Coup Govt Seeks to Bankrupt Bolivian State Airline
March 3, 2020
Translated and edited by Walter Lippmann for CubaNews.
Base workers of the Bolivian Aviation Company (BoA) declared a state of emergency after not being attended by the Ministry of Public Works, and asked to hold a meeting with President Jeanine Añez to learn about the situation of the state company.
The representative of the BoA collective, Francia Gonzales, expressed her fear and that of the other workers of the airline that the same pattern that occurred with the companies Lloyd Aéreo Boliviano (LAB) and Aerosur, which went bankrupt last decade, will be repeated.
“This is precisely the reason for this mobilization. Our company is gradually going into decline and this is the concern of all the workers. Many of them, former officials of LAB and Aerosur, are seeing the same steps, the same as what has happened with other companies, we are focused on the same path,” emphasized Gonzales.
This Tuesday, BoA’s president, Juan Carlos Ossio, denounced a loss of at least $50 million during the last four administrations of the Movement Towards Socialism (MAS).

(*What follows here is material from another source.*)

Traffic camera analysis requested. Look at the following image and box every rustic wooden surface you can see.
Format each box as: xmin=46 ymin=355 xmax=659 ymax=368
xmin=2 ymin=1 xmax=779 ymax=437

“Boliviana de Aviación does not escape the logic that the country has been suffering systematically. MAS never tires of saying that it delivered an armored economy, and as we are seeing little by little, BoA is just another one of the badly managed companies that is showing a loss of more than 50 million dollars,” said Ossio.
The manager of the state-run company also considered that the rank and file workers are in a “plot”. In response to this statement, Gonzales said that the state airline workers “are not in a plot, but that the plot is coming from management” by cutting BoA’s schedule.
“At no time do we as workers intend to stop operations, that would be a plot. The plot we are seeing is from management making bad decisions in cutting routes, cutting catering and other types of services,” he added.
Claudia Mallón, a deputy from Unidad Demócrata (UD), denounced that the state-owned airline BoA failed to receive more than 79 million Bolivians (Bs) due to the reduction of frequencies as determined by the airline’s manager and the “complicit” silence of Public Works Minister Iván Arias.